Right-to-work laws prohibit making union membership a condition of employment. Although federal law allows states to pass such laws, fewer than half have done so, and a national law is being considered. This entry describes these laws, relevant U.S. Supreme Court rulings, and arguments offered by supporters and opponents of such legislation.

Background

The National Labor Relations Act as amended in 1947 allows states to enact right-to-work laws. The U.S. Department of Labor records show that at least 23 states have enacted right-to-work laws and state constitutional amendments: Alabama, Arizona, Arkansas, Florida, Georgia, Idaho, Indiana, Iowa, Kansas, Louisiana, Mississippi, Nebraska, Nevada, North Carolina, North Dakota, Oklahoma, South Carolina, South Dakota, Tennessee, Texas, Utah, Virginia, and Wyoming. The federal government is currently working on the National Right to Work Act, which would extend the right to refuse union membership to all states. Other states have not formally enacted such laws, but some of these have state codes or other legal language in state laws that identify and control union activities.

Right-to-work state statutes vary greatly in language, though all contain basic commonalities in the provision stating that union membership cannot be made a condition of employment; it is best for educators to consult with the attorneys for their school boards for specific requirements of their states of residence. Principally, the National Right to Work Act would repeal other federal labor laws that allowed dismissal of employees for failure to pay union dues or loss of union membership. Right to work is an important area of law, given the current growth in the number of teachers' unions and associations being formed.

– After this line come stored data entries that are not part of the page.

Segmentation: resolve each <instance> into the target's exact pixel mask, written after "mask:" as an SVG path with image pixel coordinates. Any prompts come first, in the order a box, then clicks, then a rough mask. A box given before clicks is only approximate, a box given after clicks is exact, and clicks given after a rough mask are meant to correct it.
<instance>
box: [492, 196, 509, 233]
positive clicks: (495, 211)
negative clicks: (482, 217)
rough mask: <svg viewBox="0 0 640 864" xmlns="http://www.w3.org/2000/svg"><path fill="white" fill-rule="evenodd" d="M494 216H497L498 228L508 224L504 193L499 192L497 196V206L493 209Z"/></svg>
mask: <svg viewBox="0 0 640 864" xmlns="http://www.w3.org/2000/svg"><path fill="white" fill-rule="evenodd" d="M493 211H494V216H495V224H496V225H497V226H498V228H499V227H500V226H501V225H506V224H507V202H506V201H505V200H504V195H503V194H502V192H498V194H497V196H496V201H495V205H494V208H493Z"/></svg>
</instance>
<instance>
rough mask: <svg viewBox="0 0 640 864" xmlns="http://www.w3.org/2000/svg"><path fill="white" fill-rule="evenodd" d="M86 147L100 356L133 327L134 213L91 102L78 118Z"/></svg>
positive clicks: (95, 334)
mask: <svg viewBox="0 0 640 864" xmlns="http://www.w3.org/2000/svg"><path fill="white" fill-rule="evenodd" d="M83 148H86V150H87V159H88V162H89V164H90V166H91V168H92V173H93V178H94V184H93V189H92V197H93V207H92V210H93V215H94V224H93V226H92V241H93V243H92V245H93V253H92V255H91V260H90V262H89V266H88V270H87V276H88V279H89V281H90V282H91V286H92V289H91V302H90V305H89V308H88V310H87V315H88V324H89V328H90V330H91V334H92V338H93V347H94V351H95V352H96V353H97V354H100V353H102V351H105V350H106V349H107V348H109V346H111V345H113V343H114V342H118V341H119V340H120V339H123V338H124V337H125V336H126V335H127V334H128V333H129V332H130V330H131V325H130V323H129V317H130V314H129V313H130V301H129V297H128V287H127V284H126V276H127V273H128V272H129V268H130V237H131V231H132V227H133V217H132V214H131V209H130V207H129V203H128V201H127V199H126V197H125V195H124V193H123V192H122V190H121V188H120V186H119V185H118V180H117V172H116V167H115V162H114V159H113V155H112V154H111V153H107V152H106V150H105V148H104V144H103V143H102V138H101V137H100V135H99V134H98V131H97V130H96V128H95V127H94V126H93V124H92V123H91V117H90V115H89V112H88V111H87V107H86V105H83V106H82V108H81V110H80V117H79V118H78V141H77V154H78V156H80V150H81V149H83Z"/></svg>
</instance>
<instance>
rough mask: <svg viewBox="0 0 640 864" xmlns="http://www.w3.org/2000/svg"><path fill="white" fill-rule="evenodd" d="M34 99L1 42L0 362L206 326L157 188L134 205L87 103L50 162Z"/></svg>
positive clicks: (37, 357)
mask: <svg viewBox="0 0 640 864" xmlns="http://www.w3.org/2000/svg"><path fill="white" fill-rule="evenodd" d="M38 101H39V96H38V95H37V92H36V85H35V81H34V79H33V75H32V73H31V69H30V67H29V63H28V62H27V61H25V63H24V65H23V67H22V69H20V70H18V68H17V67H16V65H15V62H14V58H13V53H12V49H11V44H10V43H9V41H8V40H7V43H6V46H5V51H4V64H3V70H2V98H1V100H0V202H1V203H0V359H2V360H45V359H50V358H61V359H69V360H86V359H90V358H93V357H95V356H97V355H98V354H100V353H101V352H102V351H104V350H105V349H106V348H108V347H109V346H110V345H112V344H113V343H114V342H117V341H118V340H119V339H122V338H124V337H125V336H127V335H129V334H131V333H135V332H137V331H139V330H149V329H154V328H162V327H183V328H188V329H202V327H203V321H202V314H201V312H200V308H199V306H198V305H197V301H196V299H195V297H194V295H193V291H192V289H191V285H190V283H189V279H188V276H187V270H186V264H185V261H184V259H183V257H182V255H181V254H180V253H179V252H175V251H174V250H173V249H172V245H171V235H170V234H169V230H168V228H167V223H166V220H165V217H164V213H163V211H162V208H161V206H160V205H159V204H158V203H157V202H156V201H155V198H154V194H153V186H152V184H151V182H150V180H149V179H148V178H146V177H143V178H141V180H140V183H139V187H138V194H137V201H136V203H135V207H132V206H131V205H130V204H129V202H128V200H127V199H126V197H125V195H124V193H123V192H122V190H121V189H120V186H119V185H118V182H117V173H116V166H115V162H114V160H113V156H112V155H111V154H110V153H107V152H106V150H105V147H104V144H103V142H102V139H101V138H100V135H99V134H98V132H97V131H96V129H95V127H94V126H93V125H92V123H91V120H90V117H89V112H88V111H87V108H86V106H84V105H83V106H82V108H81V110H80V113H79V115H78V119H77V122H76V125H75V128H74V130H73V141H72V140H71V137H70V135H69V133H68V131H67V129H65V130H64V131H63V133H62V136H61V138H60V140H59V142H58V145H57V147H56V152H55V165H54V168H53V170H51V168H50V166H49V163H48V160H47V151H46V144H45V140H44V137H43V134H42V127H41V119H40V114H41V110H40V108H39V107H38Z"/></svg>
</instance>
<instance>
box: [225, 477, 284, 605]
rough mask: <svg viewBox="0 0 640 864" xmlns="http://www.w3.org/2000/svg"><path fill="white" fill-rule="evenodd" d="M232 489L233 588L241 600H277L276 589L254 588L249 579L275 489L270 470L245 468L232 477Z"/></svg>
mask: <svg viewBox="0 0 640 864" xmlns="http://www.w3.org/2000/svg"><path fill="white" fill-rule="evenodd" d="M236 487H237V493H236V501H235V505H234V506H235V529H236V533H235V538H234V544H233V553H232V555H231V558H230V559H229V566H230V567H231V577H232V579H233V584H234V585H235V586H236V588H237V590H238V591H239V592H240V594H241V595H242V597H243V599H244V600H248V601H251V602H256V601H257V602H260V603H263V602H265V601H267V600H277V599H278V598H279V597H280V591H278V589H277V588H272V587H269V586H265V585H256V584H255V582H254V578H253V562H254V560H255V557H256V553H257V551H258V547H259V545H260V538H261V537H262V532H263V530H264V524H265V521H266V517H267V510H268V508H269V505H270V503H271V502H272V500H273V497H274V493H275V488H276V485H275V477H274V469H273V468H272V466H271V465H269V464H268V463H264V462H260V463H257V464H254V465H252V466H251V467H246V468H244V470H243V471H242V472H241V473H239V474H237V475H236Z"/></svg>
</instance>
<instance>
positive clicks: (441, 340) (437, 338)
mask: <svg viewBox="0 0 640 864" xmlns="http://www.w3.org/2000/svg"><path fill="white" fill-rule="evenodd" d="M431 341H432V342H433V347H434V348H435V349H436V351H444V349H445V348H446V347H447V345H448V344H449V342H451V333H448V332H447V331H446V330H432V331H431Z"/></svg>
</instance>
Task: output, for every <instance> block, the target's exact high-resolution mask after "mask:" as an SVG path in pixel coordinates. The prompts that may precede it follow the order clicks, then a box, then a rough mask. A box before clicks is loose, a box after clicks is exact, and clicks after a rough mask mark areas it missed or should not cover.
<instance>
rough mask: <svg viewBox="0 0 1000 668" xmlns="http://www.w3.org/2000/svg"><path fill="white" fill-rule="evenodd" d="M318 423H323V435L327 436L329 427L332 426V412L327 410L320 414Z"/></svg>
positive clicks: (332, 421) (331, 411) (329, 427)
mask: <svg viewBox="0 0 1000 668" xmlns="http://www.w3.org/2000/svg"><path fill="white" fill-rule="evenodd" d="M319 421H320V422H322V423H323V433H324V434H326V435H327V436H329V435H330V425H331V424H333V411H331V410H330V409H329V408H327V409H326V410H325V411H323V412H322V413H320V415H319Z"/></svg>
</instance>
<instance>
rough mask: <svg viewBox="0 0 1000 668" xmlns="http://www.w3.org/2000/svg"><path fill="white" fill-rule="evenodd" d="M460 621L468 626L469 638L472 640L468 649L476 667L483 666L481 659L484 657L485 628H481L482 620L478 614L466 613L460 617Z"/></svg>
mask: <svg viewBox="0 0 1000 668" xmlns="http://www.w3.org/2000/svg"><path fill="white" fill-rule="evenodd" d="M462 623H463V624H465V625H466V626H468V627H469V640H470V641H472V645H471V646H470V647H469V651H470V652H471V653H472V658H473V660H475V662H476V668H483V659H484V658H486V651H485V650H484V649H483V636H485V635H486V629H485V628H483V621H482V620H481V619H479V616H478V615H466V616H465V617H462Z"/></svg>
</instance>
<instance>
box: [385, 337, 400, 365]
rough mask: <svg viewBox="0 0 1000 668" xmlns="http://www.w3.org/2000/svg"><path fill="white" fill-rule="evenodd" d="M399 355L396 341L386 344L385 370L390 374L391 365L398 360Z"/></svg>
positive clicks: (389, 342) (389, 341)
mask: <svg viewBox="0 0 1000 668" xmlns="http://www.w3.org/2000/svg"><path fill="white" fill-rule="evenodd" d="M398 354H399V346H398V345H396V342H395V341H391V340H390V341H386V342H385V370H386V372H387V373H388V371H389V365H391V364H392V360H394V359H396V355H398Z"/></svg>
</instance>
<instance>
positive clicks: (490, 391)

Right to work specifically addresses the closed shop. In closed shops, employers are permitted to hire only union members to fill open positions. Right-to-work laws ban closed shops and require fair share, also known as agency shops, or open shops. Further, right-to-work laws afford employees the opportunity to withdraw from union membership at any time without fear of the loss of their jobs. Another provision required by the right-to-work law is fair and equal representation of employees regardless of membership status.

In contrast to closed shops, open shops do not limit employees hired to fill positions. The middle ground is fair share or agency shops. These require nonmembers to pay a fair share (agency fee) of the dues associated with negotiating salaries and benefits. The fair share or agency fee amount must be disclosed by the union when requested by an employee prior to payment. Unions must identify the portion of their dues used solely for the purpose of negotiating salary and benefits.

The Supreme Court ruled that the fair share or agency fee cannot be used for activities not related to negotiations of salaries and benefits (Chicago Teachers Union Local No. 1 v. Hudson, 1986). The Court found that the formula used by the union to calculate the fee was constitutionally inadequate. In Lehnen v. Ferris Faculty Association (1991), the Court clarified expenses that are chargeable to nonunion members as part of the fair share or agency fee. The Court most recently decided that it does not violate the First Amendment to require teacher unions to receive affirmative authorization from nonmembers before spending their agency shop fees for election related purposes (Davenport v. Washington Education Association, 2007).